Richard T. Greener holds two academic “firsts.” He was the first African American to graduate from Harvard (1870) and he was the first black professor at the University of South Carolina (USC) (1873). In 2018 USC honored him with a nine foot tall statue.
Greener was born in Philadelphia but moved to to Boston as a child. He attended Phillips Andover Academy and later Oberlin College. Upon graduation from Harvard, he became principal of Philadelphia’s Institute for Colored Youth. In 1873, according to The Black Past, he became professor of “Mental and Moral Philosophy at the University of South Carolina where he also served as librarian and taught Greek, Mathematics and Constitutional Law. ” The University had been integrated during Reconstruction, leading many white parents to withdraw their sons from the school.

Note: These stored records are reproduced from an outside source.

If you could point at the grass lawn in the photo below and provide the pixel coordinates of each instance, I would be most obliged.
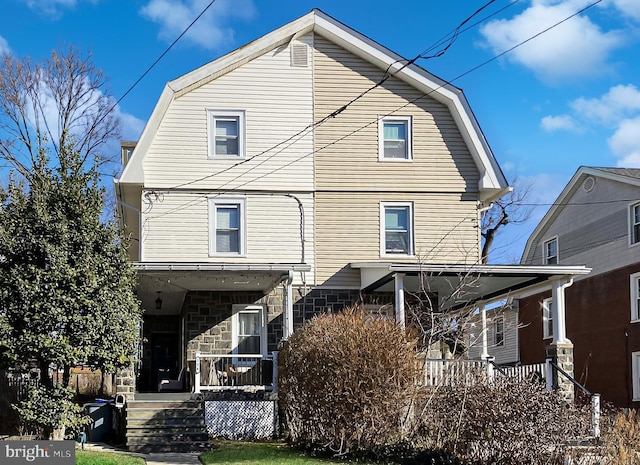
(88, 457)
(259, 453)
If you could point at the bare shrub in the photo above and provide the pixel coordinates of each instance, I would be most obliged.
(504, 422)
(621, 439)
(344, 383)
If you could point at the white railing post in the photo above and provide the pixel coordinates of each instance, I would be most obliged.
(274, 382)
(490, 373)
(549, 374)
(595, 415)
(197, 380)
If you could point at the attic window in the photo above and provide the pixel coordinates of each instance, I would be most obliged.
(299, 55)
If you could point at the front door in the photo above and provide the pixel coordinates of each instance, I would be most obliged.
(165, 357)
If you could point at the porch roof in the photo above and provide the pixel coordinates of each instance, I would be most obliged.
(170, 281)
(460, 286)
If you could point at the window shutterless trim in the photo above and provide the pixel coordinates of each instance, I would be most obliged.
(214, 204)
(410, 229)
(212, 115)
(408, 123)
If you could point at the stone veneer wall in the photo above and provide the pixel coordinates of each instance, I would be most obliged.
(208, 319)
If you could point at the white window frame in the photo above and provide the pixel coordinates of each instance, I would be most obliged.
(383, 230)
(214, 204)
(634, 294)
(212, 116)
(498, 320)
(545, 251)
(237, 309)
(635, 375)
(633, 240)
(407, 121)
(547, 318)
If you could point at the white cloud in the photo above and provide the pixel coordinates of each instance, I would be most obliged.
(576, 48)
(4, 46)
(625, 143)
(557, 123)
(52, 8)
(209, 32)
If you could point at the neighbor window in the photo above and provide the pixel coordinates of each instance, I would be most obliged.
(397, 229)
(498, 331)
(634, 286)
(248, 329)
(547, 318)
(551, 252)
(226, 134)
(634, 220)
(635, 374)
(227, 226)
(395, 138)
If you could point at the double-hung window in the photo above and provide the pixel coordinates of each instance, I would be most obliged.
(547, 318)
(396, 228)
(634, 287)
(551, 251)
(226, 134)
(498, 331)
(634, 224)
(227, 230)
(394, 134)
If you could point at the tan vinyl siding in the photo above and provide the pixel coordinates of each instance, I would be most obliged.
(277, 102)
(176, 229)
(349, 231)
(351, 181)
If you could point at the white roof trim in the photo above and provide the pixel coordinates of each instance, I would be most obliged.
(559, 203)
(491, 177)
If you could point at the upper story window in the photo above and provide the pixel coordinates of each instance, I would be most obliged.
(498, 331)
(397, 229)
(634, 287)
(634, 223)
(547, 318)
(227, 230)
(394, 134)
(226, 134)
(551, 251)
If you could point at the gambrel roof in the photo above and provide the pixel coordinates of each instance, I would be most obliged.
(492, 183)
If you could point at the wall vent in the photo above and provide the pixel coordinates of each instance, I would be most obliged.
(299, 55)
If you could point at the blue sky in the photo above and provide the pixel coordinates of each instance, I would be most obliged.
(567, 98)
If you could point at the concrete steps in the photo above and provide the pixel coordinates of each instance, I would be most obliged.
(166, 426)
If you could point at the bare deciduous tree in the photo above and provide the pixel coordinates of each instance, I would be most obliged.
(46, 106)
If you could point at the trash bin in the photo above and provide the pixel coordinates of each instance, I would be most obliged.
(100, 427)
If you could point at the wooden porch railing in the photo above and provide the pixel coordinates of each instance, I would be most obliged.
(218, 372)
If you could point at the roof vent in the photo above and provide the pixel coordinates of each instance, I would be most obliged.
(589, 184)
(299, 55)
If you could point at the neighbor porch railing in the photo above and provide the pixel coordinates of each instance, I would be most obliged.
(448, 372)
(218, 372)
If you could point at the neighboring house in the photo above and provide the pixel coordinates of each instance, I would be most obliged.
(304, 172)
(596, 222)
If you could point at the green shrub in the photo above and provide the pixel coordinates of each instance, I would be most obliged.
(344, 383)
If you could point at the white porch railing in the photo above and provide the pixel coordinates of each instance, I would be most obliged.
(218, 372)
(446, 372)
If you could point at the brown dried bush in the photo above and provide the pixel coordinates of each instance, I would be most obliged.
(345, 383)
(504, 422)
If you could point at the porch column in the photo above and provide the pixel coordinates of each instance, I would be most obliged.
(287, 315)
(558, 311)
(561, 349)
(399, 288)
(485, 346)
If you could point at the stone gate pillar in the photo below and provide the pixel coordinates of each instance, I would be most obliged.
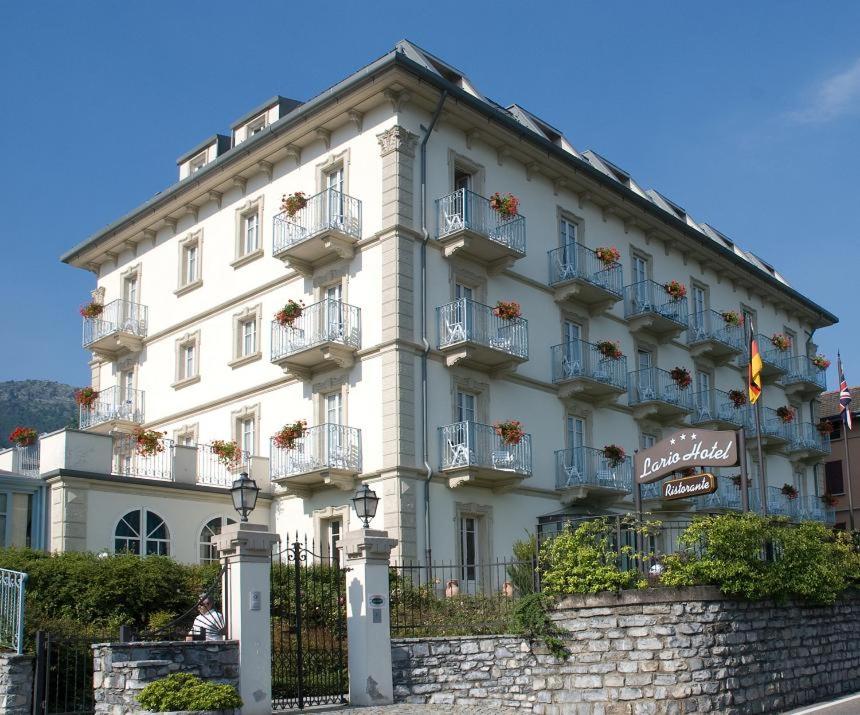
(246, 550)
(367, 616)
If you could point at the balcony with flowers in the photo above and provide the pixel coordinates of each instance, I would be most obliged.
(306, 339)
(304, 459)
(718, 336)
(311, 231)
(591, 278)
(490, 231)
(494, 456)
(476, 335)
(596, 372)
(114, 329)
(586, 472)
(663, 395)
(656, 309)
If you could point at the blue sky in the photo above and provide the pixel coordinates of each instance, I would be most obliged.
(745, 114)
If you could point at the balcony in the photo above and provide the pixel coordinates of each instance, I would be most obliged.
(119, 329)
(474, 454)
(803, 378)
(580, 370)
(807, 443)
(649, 309)
(471, 334)
(326, 334)
(714, 409)
(583, 472)
(577, 274)
(326, 229)
(327, 455)
(653, 394)
(468, 226)
(710, 336)
(115, 410)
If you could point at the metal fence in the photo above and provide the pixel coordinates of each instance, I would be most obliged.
(12, 609)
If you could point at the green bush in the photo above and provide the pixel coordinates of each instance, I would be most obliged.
(584, 559)
(754, 557)
(183, 691)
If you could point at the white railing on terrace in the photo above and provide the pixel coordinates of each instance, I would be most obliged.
(466, 210)
(118, 316)
(323, 322)
(325, 211)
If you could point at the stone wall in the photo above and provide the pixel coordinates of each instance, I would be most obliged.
(648, 652)
(16, 684)
(122, 670)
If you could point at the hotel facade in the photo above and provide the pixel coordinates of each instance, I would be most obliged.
(401, 361)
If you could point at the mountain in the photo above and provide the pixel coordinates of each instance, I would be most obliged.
(41, 404)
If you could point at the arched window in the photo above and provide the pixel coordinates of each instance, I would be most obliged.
(208, 553)
(142, 532)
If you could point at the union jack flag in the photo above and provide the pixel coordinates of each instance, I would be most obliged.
(844, 394)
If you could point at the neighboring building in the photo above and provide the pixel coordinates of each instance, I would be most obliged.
(396, 249)
(835, 471)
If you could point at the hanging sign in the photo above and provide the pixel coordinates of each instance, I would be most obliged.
(693, 486)
(684, 449)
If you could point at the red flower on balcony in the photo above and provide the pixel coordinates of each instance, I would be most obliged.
(23, 436)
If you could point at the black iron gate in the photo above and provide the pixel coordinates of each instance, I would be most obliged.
(309, 649)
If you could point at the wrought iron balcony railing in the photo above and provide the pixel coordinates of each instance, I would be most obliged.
(114, 404)
(464, 210)
(578, 359)
(471, 444)
(575, 261)
(325, 446)
(118, 316)
(329, 210)
(328, 321)
(587, 467)
(466, 321)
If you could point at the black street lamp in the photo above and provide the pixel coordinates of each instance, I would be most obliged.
(244, 492)
(365, 502)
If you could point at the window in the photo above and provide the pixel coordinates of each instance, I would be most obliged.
(142, 532)
(208, 552)
(833, 482)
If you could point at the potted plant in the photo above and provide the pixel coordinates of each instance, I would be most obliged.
(507, 310)
(732, 317)
(608, 254)
(86, 397)
(614, 454)
(682, 377)
(148, 442)
(510, 431)
(675, 290)
(780, 342)
(610, 349)
(186, 693)
(505, 206)
(23, 436)
(821, 362)
(785, 414)
(290, 313)
(738, 398)
(91, 310)
(288, 434)
(293, 203)
(789, 490)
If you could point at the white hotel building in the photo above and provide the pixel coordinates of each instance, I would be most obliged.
(397, 363)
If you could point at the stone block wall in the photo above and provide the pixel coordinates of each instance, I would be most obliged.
(660, 651)
(122, 670)
(16, 684)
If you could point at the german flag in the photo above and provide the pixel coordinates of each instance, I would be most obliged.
(754, 369)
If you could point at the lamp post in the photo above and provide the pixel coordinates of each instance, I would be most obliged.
(244, 492)
(365, 502)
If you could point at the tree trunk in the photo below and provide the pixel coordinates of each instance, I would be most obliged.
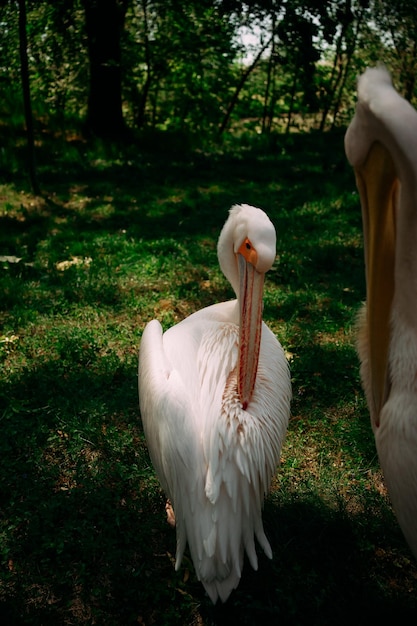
(104, 25)
(240, 85)
(24, 68)
(141, 114)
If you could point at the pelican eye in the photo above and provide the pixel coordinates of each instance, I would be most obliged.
(247, 250)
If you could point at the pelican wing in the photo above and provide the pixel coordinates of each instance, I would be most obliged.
(167, 417)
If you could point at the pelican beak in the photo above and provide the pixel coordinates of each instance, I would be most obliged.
(250, 299)
(378, 187)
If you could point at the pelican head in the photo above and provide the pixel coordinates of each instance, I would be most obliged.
(246, 250)
(381, 145)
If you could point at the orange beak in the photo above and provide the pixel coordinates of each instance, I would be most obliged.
(378, 183)
(250, 326)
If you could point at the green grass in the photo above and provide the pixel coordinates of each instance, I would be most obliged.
(118, 239)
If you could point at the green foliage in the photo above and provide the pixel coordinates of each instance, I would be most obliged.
(83, 533)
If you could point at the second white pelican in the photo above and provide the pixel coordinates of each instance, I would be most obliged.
(381, 144)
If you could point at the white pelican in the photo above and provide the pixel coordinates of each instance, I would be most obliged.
(381, 144)
(215, 397)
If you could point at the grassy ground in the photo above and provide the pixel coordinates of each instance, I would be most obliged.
(115, 241)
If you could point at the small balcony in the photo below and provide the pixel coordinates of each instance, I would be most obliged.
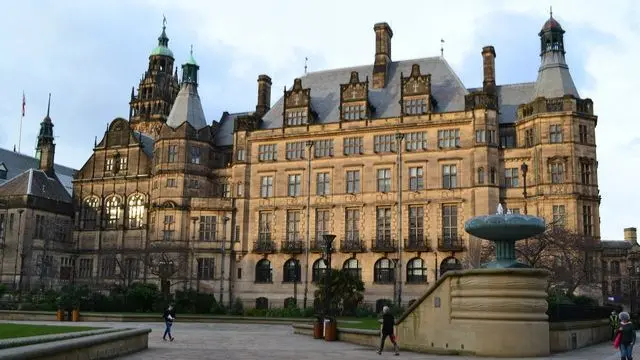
(417, 244)
(292, 247)
(264, 247)
(383, 245)
(450, 243)
(352, 246)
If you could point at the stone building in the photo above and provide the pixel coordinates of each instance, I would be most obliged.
(35, 216)
(392, 158)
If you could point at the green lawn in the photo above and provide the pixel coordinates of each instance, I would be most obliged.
(10, 330)
(359, 323)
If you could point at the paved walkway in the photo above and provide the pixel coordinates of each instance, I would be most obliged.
(200, 341)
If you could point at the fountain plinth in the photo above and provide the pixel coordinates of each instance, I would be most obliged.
(504, 230)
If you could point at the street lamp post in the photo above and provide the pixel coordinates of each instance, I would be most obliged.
(225, 220)
(399, 138)
(306, 248)
(524, 168)
(328, 242)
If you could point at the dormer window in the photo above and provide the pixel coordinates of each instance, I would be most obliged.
(354, 99)
(416, 92)
(297, 105)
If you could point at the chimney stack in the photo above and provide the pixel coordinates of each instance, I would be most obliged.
(630, 235)
(383, 54)
(264, 95)
(489, 70)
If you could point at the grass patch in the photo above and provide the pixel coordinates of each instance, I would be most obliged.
(10, 330)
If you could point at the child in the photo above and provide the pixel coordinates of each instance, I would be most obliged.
(388, 323)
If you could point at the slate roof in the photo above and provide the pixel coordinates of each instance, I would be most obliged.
(224, 136)
(36, 183)
(187, 108)
(17, 164)
(446, 88)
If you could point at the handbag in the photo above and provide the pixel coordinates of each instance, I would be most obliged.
(617, 339)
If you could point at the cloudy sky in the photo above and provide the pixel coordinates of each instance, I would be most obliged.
(89, 54)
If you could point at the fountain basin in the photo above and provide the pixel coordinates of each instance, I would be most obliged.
(505, 227)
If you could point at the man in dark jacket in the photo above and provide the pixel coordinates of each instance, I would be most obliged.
(168, 316)
(388, 324)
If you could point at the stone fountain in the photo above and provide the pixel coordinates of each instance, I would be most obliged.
(504, 229)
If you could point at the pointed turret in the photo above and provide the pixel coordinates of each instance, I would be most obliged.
(45, 150)
(187, 107)
(554, 79)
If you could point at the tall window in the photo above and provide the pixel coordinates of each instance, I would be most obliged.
(353, 181)
(90, 212)
(558, 216)
(113, 212)
(323, 148)
(449, 176)
(295, 150)
(264, 226)
(416, 271)
(557, 173)
(135, 209)
(587, 220)
(416, 179)
(555, 134)
(195, 155)
(322, 222)
(383, 225)
(208, 228)
(415, 141)
(481, 176)
(206, 268)
(291, 271)
(384, 271)
(585, 172)
(384, 180)
(323, 184)
(511, 177)
(264, 272)
(319, 269)
(353, 146)
(295, 185)
(450, 222)
(266, 186)
(293, 225)
(352, 224)
(172, 153)
(352, 267)
(449, 138)
(267, 152)
(384, 143)
(416, 224)
(169, 227)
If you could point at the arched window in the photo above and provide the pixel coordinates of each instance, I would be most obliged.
(112, 212)
(448, 264)
(480, 176)
(416, 271)
(264, 271)
(89, 214)
(352, 267)
(384, 271)
(291, 271)
(135, 215)
(319, 269)
(262, 303)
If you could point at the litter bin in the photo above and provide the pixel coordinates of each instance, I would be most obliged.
(330, 330)
(317, 329)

While teaching at USC, Greener earned a law degree from the college’s law school. During the Reconstruction Era, the college had a number of black students and even had three black trustees. The integrated college was close when Wade Hampton took control of state government in 1877. Greener moved to Washington, DC after South Carolina came under the rule of the white supremacist “Redeemers” and he became a professor at Howard University’s law school. He later became dean of the law school.
There are some ironies with USC’s recent moves to honor Greener. The university has a dorm named after Wade Hampton, the Confederate general who closed the Reconstruction Era college in order to end black attendance, resulting in Greener’s termination. Yes, that’s right. When Hampston staged a coup to install himself as governor, he found it preferable to close the state’s principal institution of higher education rather than let Black people attend.
The University of South Carolina also recently produced a play about Greener that was performed in the Longstreet Theater, named after Augustus B. Longstreet, an academic avatar of white supremacy in the lead-up to the Civil War. Augustus was the uncle of Confederate General James Longstreet.
Of course the ultimate irony is that there were more black students at the school during Reconstruction than there were in the 1950s. The saddest of ironies.